Bisnis.com, JAKARTA - Keputusan PT Bursa Efek Indonesia menerapkan auto rejection simetris mulai 3 Januari 2017 diproyeksi membuat Indeks harga saham gabungan (IHSG) kian tertekan saat pasar bearish.
Tidak hanya batas artifisial harga saham Rp50 per lembar, sejumlah analis juga menghawatirkan diberlakukannya aturan auto rejection simetris pada awal 2017. Kondisi pasar yang tengah bearish dikhawatirkan kian tertekan oleh beleid itu.
Auto rejection simetris kembali berlaku mulai 3 Januari 2017 setelah selama satu tahun empat bulan berlaku auto rejection asimetris. Bursa menilai kondisi pasar saat ini telah kembali normal sehingga auto rejection simetris dapat berlaku lagi.
Normal tidaknya kondisi pasar tercermin dari Indeks harga saham gabungan (IHSG) dan aliran dana keluar dari pasar saham. Sejak awal 2015 hingga 25 Agustus 2015, investor asing membukukan net sell Rp5,81 triliun.

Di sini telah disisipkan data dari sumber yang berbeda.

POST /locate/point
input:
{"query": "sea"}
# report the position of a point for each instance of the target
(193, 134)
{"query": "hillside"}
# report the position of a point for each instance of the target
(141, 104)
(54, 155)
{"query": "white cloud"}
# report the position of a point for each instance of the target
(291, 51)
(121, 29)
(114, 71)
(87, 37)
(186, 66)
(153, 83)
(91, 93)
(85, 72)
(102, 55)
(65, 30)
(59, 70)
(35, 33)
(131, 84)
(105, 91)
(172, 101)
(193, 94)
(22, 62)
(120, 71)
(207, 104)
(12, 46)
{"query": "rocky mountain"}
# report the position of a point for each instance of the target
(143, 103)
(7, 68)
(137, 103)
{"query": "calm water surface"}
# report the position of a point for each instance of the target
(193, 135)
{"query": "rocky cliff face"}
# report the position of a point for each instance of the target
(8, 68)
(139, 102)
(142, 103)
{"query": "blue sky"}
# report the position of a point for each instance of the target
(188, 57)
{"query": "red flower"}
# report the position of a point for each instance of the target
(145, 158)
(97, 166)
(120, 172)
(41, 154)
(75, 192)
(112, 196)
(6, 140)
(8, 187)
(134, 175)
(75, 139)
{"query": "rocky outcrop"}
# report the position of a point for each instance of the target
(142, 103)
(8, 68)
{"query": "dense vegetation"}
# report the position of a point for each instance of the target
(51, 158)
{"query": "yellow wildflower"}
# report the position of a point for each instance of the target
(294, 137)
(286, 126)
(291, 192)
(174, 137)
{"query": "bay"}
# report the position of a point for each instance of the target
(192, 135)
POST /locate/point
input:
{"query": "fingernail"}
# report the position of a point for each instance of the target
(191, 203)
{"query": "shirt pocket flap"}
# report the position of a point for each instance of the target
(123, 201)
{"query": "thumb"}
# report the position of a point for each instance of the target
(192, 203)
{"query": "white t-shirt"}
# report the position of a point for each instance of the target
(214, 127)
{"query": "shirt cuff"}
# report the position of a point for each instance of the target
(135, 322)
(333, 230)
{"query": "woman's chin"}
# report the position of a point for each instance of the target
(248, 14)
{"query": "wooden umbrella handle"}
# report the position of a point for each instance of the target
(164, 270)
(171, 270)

Selama Agustus 2015 saja, investor asing mencatatkan net sell Rp9,6 triliun, yakni menjual saham Rp36,7 triliun dan membeli Rp27,1 triliun. IHSG sepanjang periode itu melemah 19,10% dan menjadi bursa saham terburuk di Asia Pasifik.
Pada masa itulah bursa mengimplementasikan auto rejection asimetris yang membatasi batas bawah hanya 10% di setiap fraksi saham.

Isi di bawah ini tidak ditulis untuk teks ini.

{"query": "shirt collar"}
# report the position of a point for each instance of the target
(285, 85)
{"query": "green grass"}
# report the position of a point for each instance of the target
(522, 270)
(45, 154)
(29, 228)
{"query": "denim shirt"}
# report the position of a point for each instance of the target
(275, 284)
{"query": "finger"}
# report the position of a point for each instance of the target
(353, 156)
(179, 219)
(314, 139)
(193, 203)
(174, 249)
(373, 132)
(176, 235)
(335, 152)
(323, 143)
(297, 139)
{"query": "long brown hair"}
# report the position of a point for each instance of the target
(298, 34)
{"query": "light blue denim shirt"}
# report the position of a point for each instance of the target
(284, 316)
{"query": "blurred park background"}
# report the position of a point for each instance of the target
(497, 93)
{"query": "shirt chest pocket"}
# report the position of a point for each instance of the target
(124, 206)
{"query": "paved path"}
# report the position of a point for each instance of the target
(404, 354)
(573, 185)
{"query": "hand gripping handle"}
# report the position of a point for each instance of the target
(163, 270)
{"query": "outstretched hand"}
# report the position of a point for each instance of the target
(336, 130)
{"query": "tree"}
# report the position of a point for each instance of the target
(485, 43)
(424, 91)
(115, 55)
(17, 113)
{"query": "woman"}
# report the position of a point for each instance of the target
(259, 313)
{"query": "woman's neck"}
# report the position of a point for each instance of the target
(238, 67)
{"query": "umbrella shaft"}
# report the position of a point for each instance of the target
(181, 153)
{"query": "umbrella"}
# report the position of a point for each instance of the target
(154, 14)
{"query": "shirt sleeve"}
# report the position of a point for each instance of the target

Saat ini dengan pertumbuhan IHSG sepanjang tahun berjalan mencapai 12,40% dan net buy investor asing Rp14,32 triliun, bursa menilai pasar sudah normal. Maka, bursa percaya diri memberlakukan auto rejection simetris mulai awal 2017.

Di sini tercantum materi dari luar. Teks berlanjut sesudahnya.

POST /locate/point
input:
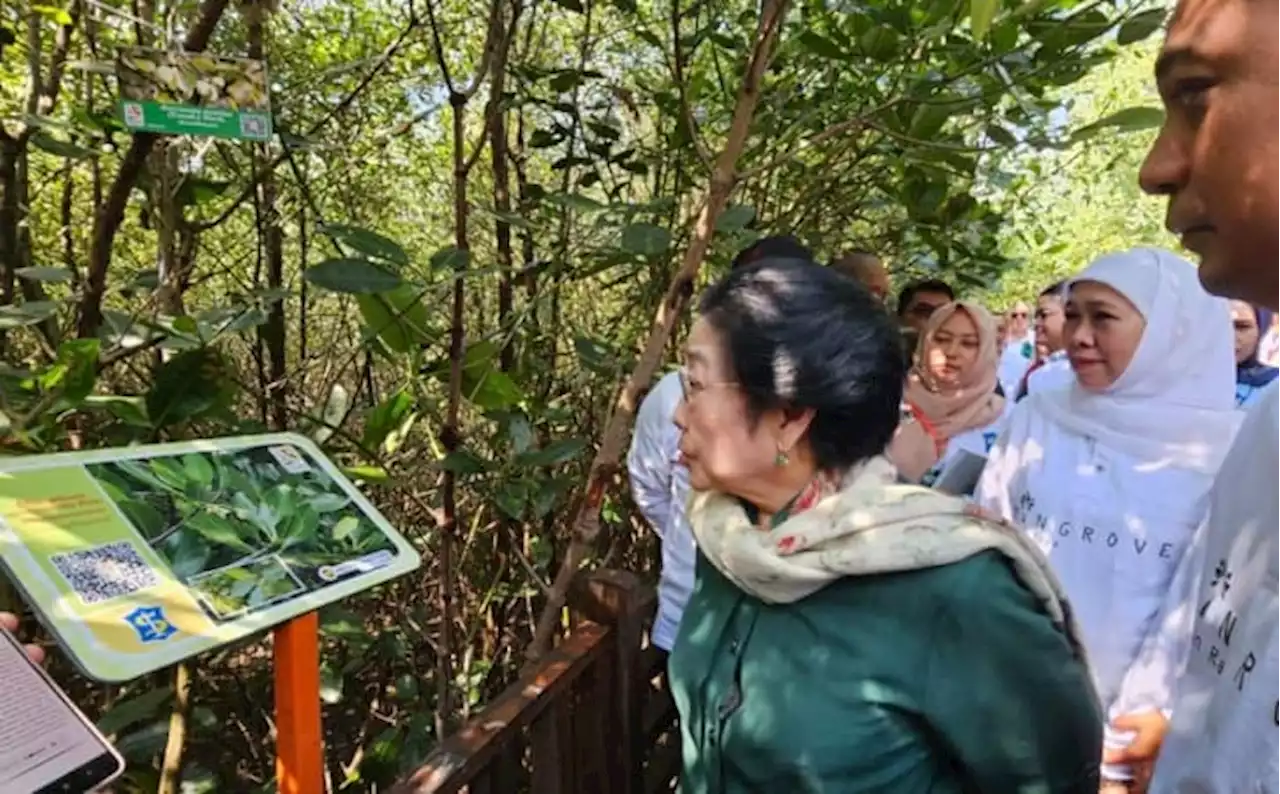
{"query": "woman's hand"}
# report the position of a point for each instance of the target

Bagaimana dengan dibukanya harga saham minimal Rp50 di pasar reguler? Kabar yang beredar di kalangan pelaku pasar menyebut dilepasnya harga saham minimal bakal diberlakukan mulai awal 2017, seiring dengan diimplementasikannya auto rejection simetris.
Namun, bursa menampik soal itu. "Tidak," tulis Hamdi Hassyarbaini, Direktur Pengawasan Transaksi dan Kepatuhan Anggota Bursa Efek Indonesia, lewat pesan singkat saat dikonfirmasi Bisnis.com, Selasa (20/12/2016).
Ketua Asosiasi Perusahaan Efek Indonesia (APEI) Susi Meilina mengatakan diberlakukannya auto rejection simetris berdampak positif bagi bursa saham. Kondisi pasar modal yang telah kondusif disebut sebagai faktor tepat agar transaksi volatilitas saham semakin adil.
Dia yakin, target pertumbuhan ekonomi tahun depan 5,1% yang dipatok pemerintah menjadi modal kuat agar kondisi pasar tidak lagi bearish. Meskipun memang tak bisa dipungkiri saat ini capital outflow masih deras seiring dengan penaikkan suku bunga acuan oleh Federal Reserve.
Kepala Riset PT Universal Broker Indonesia Satrio Utomo menjelaskan pelaku pasar dapat mengantongi keuntungan dari volatilitas harga saham. Transaksi yang lebih besar berpotensi membuat gain kian menggunung.
Efek tekanan terhadap IHSG diperkirakan terjadi sesaat. Tekanan itu dinilai sehat dan wajar tatkala beleid auto rejection ditegakkan.
Sebaliknya, Ketua Masyarakat Investor Sekuritas Indonesia (MISI) Sanusi, menilai penerapan auto rejection harus menyesuaikan dengan kondisi pasar. Saat ini, pasar modal domestik, regional, dan global, tengah berada pada kondisi bearish.
"Maunya bertahap dulu, misalnya 15%-20% dulu. Saham kecil harusnya bisa lebih kecil, ada rasa takut juga buat kami," tuturnya.
Dia meminta agar otoritas pasar modal memberikan sosialisasi khusus terhadap diberlakukannya aturan-aturan itu kepada pelaku pasar. Jangan sampai, investor ritel lokal yang jumlahnya tak kunjung bertambah sebanyak 494.348 itu terkena 'jebakan batmen'.